In-situ Atmospheric Intelligence for Hybrid Power Grids: Volume 2 (Automated Data Flow Tests)
To achieve battlespace dominance, energy flow characterizations of individual platforms and the aggregate battlespace must be developed to adapt and exploit the variable operating conditions.
The future battlefield will be filled with multiple dissimilar energy networks including unmanned and manned vehicular platforms actively engaged in cooperative control and communications capable of overpowering an adversary and dominating the battlespace. This chaotic multi-domain operational environment will be limited by variable operating conditions (mission profiles, terrain, atmospheric conditions), copious amounts of real-time actionable intelligence derived from weapon and sensor suites, and most importantly, the energy capabilities of each platform.
To achieve dominance within the battlespace, energy flow characterizations of individual platforms and the aggregate battlespace must be developed with respect to the variable operating conditions. As an example, consider the power-requirement differences between the General Atomics MQ-1 Predator (an unmanned aerial vehicle), the Gladiator Tactical Unmanned Ground Vehicle, and the Mine Countermeasures Unmanned Surface Vessel (an unmanned sea vehicle). The predator is designed to provide air superiority, support fires, maneuvers, communication, and coordination-based missions. The Gladiator supports fires, maneuvers, communication, and coordination-based missions. The mine countermeasures vessel is designed to assist with maneuver and coordination-based missions and could be extended to support fire-based missions. Current and future military operations will routinely coordinate with multiple dissimilar heterogeneous systems spanning multiple domains resulting in Multi-Domain Operations (MDO).
While the operational domains may vary, each is limited in its capabilities by energy dissipation, storage, and generation requirements. Other critical factors include meteorological/hydrological conditions and the imposed mission profile.
Each military vehicle represents a collection of self-contained energy flow networks containing producers, suppliers, and energy storage devices. The aggregation of these networks results in a mobile energy network or microgrid. Such systems also support the ability to interconnect with either stationary energy networks such as a Combat Outpost (COP) and Forward Operating Base (FOB), or temporary ad hoc energy networks, such as vehicle-centric microgrid. In both cases, energy resources may be shared and used to exploit various mission packages that extend the capabilities of the warfighter.
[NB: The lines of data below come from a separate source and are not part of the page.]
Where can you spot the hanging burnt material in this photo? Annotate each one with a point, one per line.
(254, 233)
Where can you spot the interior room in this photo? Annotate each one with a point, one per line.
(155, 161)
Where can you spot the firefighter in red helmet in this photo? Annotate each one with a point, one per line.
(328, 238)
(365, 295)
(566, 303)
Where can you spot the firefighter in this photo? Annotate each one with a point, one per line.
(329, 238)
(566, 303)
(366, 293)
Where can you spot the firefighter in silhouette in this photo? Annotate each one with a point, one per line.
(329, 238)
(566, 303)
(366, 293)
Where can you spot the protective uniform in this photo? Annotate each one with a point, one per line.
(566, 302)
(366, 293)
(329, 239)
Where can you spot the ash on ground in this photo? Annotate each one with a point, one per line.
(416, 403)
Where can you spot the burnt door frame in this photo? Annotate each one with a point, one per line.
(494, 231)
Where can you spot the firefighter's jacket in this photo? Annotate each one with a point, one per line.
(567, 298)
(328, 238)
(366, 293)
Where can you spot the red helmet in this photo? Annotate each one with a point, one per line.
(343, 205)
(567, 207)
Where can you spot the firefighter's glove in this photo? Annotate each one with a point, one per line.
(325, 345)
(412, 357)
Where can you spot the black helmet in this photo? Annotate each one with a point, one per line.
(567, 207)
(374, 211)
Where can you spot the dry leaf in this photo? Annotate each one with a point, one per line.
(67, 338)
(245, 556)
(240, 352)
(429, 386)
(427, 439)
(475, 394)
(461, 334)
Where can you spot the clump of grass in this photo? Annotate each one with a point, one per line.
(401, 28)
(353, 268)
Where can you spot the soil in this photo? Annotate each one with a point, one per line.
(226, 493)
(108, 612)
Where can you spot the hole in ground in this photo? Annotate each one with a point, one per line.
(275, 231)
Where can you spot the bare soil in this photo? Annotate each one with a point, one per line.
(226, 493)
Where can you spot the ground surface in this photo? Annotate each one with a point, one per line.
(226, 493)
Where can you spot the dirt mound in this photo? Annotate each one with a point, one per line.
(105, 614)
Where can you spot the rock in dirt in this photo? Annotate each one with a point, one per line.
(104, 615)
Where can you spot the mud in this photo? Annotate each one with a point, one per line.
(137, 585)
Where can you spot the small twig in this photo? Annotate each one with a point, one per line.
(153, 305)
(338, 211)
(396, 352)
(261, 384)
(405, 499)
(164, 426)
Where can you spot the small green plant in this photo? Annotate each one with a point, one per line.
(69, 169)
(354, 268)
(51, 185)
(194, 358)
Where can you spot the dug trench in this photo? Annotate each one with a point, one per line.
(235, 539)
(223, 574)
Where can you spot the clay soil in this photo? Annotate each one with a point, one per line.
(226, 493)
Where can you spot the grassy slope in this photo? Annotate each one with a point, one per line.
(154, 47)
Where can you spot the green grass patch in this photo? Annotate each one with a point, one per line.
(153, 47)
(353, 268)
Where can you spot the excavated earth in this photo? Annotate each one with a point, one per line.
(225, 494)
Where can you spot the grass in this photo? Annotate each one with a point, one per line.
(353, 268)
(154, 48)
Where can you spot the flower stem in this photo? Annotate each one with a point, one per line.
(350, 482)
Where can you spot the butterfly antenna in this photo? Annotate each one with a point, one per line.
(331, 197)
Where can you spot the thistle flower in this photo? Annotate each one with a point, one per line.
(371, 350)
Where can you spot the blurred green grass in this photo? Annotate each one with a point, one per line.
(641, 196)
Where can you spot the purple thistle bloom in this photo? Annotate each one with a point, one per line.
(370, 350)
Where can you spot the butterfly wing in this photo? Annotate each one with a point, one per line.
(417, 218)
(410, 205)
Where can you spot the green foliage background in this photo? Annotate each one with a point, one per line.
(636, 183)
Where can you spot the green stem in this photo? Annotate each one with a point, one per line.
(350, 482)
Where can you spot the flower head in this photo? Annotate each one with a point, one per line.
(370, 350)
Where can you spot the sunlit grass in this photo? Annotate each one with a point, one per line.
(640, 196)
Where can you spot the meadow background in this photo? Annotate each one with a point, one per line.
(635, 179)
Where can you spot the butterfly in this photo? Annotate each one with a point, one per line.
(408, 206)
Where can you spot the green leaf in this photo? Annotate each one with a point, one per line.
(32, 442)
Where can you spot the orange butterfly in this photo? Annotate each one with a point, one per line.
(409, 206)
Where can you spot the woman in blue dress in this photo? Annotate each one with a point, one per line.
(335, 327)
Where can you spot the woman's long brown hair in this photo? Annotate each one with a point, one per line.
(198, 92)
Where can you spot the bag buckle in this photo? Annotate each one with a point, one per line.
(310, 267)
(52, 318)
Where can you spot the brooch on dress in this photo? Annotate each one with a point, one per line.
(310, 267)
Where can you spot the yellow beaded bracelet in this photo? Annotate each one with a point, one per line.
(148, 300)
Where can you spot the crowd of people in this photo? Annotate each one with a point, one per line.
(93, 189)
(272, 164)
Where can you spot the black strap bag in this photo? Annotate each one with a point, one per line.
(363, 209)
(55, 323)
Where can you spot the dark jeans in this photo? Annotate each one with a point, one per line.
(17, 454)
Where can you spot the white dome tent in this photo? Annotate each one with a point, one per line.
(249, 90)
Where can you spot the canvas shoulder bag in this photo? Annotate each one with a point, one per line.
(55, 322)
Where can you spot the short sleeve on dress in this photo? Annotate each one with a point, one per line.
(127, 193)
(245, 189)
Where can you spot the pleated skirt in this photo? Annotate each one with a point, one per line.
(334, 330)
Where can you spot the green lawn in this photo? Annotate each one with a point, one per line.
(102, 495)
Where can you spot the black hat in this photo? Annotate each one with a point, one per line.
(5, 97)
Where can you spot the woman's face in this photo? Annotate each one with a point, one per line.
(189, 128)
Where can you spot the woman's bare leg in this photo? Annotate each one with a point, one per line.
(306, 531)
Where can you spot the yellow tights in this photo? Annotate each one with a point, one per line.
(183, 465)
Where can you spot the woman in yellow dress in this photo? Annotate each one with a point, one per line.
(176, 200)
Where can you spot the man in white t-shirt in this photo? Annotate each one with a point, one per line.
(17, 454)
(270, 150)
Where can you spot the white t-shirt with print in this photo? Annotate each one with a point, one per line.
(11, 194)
The complex interdisciplinary interactions between the dissimilar energy flows are further complicated by the variable operating conditions, such as system efficiency and mission effectiveness, which may be significantly reduced, inhibiting the ability of the warfighter to maintain current operations. In an effort to minimize system inefficiencies and maintain adequate mission effectiveness, the development of optimal and efficient energy management and control is a key contributor. For energy management that is dependent on atmospheric resources, acquiring and exploiting local atmospheric intelligence is a fruitful strategy.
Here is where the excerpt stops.